Q1. State what Component 1 is, its marks and weighting, and how it is assessed. [Knowledge recall]

  • Cue. Component 1 is the Portfolio: a selection of practical and related critical and contextual work showing development from starting points to one or more outcomes, worth 72 marks and 60 percent, marked holistically against all four objectives (18 each), internally assessed and externally moderated by Eduqas.

Q2. Explain why a set of finished pieces alone cannot reach the higher bands. [Short explanation]

  • Cue. The Portfolio is marked against all four objectives, three of which (AO1 develop, AO2 refine, AO3 record) concern the creative process; a folder of outcomes with no visible investigation, experimentation or recording evidences only AO4 and so cannot meet the higher-band descriptors, which reward a coherent developmental journey.

Exam-style practice questions

Practice questions written in the style of WJEC Eduqas exam questions on this dot point, with worked answer explainers. The year tag is the paper they imitate, not the source.

Eduqas specification6 marksState what Component 1 of Eduqas GCSE Art and Design is, its marks and weighting, and how it is assessed.
Show worked answer →

A recall task. Award marks for the description, the figures and the assessment method.

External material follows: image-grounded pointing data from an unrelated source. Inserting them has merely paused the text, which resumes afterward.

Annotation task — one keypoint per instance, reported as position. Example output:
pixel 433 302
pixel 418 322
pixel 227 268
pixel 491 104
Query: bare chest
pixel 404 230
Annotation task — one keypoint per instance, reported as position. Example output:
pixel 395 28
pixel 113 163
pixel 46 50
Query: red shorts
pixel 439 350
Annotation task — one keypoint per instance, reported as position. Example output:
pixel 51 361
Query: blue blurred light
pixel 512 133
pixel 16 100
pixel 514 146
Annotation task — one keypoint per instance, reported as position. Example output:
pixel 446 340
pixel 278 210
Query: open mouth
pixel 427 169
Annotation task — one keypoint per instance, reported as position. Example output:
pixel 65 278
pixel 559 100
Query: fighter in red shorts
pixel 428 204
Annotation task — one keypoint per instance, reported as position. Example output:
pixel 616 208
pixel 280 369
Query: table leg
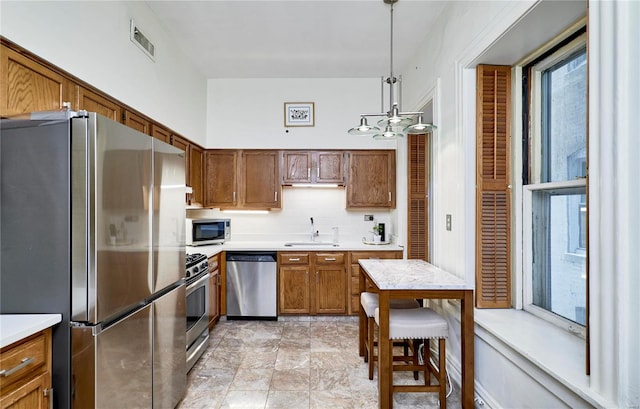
pixel 362 318
pixel 467 354
pixel 385 356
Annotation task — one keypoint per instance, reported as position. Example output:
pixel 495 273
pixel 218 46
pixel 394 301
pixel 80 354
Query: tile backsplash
pixel 292 222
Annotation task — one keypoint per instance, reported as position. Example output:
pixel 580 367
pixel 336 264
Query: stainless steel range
pixel 197 307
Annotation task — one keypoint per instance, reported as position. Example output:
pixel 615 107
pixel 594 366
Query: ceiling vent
pixel 141 41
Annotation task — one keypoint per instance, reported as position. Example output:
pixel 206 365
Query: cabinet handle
pixel 22 364
pixel 49 393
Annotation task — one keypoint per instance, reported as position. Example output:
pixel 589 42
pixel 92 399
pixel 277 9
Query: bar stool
pixel 370 304
pixel 422 324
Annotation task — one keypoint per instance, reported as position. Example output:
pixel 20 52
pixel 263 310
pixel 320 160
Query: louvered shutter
pixel 493 208
pixel 417 243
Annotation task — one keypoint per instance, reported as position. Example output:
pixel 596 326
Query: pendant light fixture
pixel 394 122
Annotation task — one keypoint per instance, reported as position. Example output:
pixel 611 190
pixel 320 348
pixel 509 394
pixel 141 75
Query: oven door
pixel 197 307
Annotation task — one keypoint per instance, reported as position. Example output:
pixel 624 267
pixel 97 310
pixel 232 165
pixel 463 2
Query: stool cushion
pixel 370 303
pixel 416 323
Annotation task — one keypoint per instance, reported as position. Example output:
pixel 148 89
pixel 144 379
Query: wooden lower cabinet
pixel 214 290
pixel 354 285
pixel 29 386
pixel 311 283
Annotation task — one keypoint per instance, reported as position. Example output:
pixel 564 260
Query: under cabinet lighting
pixel 314 185
pixel 246 211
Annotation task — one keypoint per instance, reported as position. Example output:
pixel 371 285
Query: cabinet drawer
pixel 357 255
pixel 23 359
pixel 294 258
pixel 330 258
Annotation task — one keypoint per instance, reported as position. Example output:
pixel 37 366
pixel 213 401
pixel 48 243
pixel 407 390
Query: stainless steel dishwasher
pixel 251 285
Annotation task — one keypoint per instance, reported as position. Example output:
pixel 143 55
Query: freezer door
pixel 111 218
pixel 168 215
pixel 113 369
pixel 169 352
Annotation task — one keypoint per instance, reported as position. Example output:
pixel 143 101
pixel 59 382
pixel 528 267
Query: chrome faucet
pixel 314 233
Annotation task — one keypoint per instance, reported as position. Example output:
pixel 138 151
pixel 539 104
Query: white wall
pixel 249 113
pixel 464 32
pixel 90 40
pixel 291 223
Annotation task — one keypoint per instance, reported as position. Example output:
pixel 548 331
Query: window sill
pixel 557 353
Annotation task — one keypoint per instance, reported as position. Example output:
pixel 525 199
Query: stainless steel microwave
pixel 201 232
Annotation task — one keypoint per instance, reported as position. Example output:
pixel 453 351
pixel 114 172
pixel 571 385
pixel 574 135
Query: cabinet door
pixel 331 290
pixel 183 145
pixel 33 394
pixel 93 102
pixel 293 290
pixel 196 172
pixel 329 167
pixel 260 182
pixel 160 133
pixel 221 178
pixel 137 122
pixel 296 167
pixel 372 179
pixel 27 86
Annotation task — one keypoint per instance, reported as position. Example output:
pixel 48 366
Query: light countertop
pixel 214 249
pixel 14 327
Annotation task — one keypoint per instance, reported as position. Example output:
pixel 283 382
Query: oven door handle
pixel 191 287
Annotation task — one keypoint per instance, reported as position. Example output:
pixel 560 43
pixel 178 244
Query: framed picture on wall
pixel 299 114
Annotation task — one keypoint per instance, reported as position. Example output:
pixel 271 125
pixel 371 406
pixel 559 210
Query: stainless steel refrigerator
pixel 92 227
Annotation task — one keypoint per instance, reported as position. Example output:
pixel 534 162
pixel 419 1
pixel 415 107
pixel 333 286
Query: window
pixel 554 194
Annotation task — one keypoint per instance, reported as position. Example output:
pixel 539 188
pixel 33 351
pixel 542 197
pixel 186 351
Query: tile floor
pixel 295 363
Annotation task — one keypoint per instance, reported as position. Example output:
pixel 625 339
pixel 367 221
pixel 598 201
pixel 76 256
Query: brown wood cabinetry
pixel 221 178
pixel 242 179
pixel 214 290
pixel 196 173
pixel 27 380
pixel 354 285
pixel 93 102
pixel 312 167
pixel 28 86
pixel 137 122
pixel 160 133
pixel 312 283
pixel 372 179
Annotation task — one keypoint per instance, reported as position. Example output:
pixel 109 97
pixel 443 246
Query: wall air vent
pixel 141 41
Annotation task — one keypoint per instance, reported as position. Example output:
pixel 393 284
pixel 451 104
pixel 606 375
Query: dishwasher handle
pixel 253 256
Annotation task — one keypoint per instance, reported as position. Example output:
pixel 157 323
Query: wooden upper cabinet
pixel 160 133
pixel 260 176
pixel 93 102
pixel 28 86
pixel 372 179
pixel 296 167
pixel 329 167
pixel 221 178
pixel 137 122
pixel 196 173
pixel 312 167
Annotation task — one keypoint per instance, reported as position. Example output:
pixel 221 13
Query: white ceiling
pixel 296 38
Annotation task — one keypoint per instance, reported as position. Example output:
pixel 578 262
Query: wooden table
pixel 415 279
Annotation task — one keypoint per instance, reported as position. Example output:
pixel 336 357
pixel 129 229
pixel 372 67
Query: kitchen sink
pixel 311 243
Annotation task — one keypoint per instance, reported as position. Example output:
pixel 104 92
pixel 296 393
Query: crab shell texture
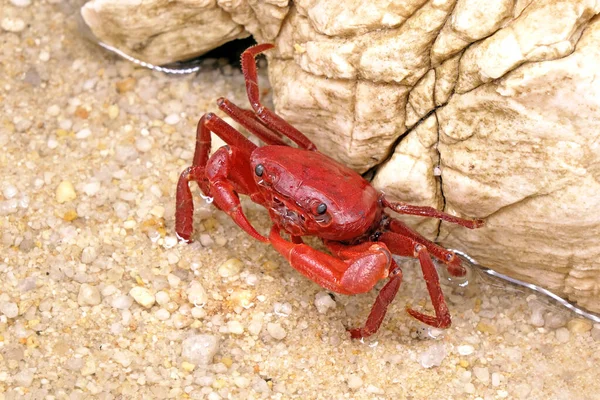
pixel 483 109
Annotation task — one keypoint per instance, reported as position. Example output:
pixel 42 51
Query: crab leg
pixel 450 260
pixel 249 122
pixel 403 208
pixel 405 246
pixel 215 178
pixel 268 117
pixel 357 274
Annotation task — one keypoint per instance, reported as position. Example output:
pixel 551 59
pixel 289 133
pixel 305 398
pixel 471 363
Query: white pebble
pixel 496 379
pixel 469 388
pixel 562 335
pixel 11 310
pixel 83 134
pixel 143 144
pixel 162 297
pixel 162 314
pixel 200 349
pixel 465 350
pixel 88 295
pixel 88 255
pixel 276 330
pixel 433 356
pixel 172 119
pixel 142 296
pixel 53 110
pixel 354 382
pixel 235 327
pixel 122 302
pixel 123 357
pixel 206 240
pixel 483 374
pixel 44 56
pixel 324 302
pixel 230 268
pixel 241 381
pixel 91 188
pixel 9 192
pixel 196 294
pixel 65 192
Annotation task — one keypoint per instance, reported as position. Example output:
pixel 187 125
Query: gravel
pixel 99 300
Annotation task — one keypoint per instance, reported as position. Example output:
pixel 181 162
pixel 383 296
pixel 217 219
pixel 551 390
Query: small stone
pixel 324 302
pixel 469 388
pixel 276 330
pixel 123 357
pixel 162 298
pixel 88 295
pixel 172 119
pixel 143 144
pixel 482 373
pixel 11 310
pixel 235 327
pixel 188 367
pixel 579 325
pixel 142 296
pixel 65 192
pixel 122 302
pixel 200 349
pixel 196 294
pixel 562 335
pixel 230 268
pixel 84 133
pixel 53 110
pixel 522 390
pixel 88 255
pixel 433 356
pixel 113 111
pixel 12 24
pixel 354 382
pixel 241 381
pixel 162 314
pixel 496 379
pixel 91 188
pixel 126 85
pixel 465 349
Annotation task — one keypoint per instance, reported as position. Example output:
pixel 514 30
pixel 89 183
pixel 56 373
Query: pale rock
pixel 479 108
pixel 142 296
pixel 88 295
pixel 200 349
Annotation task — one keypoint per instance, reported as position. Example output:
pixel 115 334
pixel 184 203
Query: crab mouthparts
pixel 291 220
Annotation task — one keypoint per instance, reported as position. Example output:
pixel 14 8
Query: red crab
pixel 310 194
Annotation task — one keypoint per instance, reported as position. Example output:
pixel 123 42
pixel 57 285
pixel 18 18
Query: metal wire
pixel 565 303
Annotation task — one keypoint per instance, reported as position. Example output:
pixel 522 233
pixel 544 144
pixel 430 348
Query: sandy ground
pixel 99 301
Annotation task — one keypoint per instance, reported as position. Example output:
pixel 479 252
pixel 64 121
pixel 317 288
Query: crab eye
pixel 259 170
pixel 321 208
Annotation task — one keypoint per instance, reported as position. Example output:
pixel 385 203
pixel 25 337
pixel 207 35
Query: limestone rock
pixel 480 108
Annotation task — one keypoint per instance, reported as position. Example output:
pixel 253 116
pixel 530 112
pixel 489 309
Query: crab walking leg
pixel 384 298
pixel 356 275
pixel 268 117
pixel 403 208
pixel 249 122
pixel 450 260
pixel 405 246
pixel 213 177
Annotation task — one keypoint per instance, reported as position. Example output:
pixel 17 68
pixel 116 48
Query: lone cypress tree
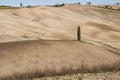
pixel 79 33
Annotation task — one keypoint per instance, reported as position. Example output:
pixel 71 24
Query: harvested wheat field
pixel 41 41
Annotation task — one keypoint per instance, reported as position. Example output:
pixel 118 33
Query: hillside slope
pixel 43 39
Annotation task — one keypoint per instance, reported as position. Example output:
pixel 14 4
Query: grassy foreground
pixel 88 76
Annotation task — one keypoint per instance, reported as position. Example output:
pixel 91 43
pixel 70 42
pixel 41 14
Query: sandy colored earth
pixel 44 38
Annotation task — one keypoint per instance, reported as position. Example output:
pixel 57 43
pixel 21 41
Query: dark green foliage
pixel 88 3
pixel 106 6
pixel 79 33
pixel 79 3
pixel 21 5
pixel 29 6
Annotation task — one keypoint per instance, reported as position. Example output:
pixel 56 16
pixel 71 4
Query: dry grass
pixel 34 59
pixel 64 70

Component 1 is the Portfolio: a selection of practical and related critical and contextual work produced during the course, showing the journey from starting points through development to one or more finished outcomes. It is worth 72 marks and 60 percent of the GCSE.

It is internally marked by the centre against the Eduqas assessment grid and externally moderated by Eduqas, judged holistically against all four objectives.

A strong answer adds that the work is built on themes set by the centre, that the portfolio is the larger component, and that it carries 18 marks for each of the four objectives.

Eduqas Fine Art portfolio8 marksExplain what a Portfolio must show to access the higher mark bands, beyond a set of finished pieces.
Show worked answer →

An explanation task rewarding understanding of what the holistic marking rewards.

Not just outcomes. A pile of finished pieces with no visible development scores poorly. The Portfolio must show the journey: how ideas were investigated, how media were explored and refined, what was recorded first-hand, and how the outcomes resolve the enquiry.

The four objectives. To reach the higher bands the work must evidence AO1 (investigation and critical understanding of sources), AO2 (exploring and refining media), AO3 (first-hand recording) and AO4 (a personal, resolved outcome), all visible and connected.

A coherent journey. The strongest portfolios read as a connected line of enquiry from a starting point to an outcome, annotated so the moderator can follow the thinking.

A strong answer stresses that the marks reward the whole developmental journey across the four objectives, not the finish of the final pieces alone.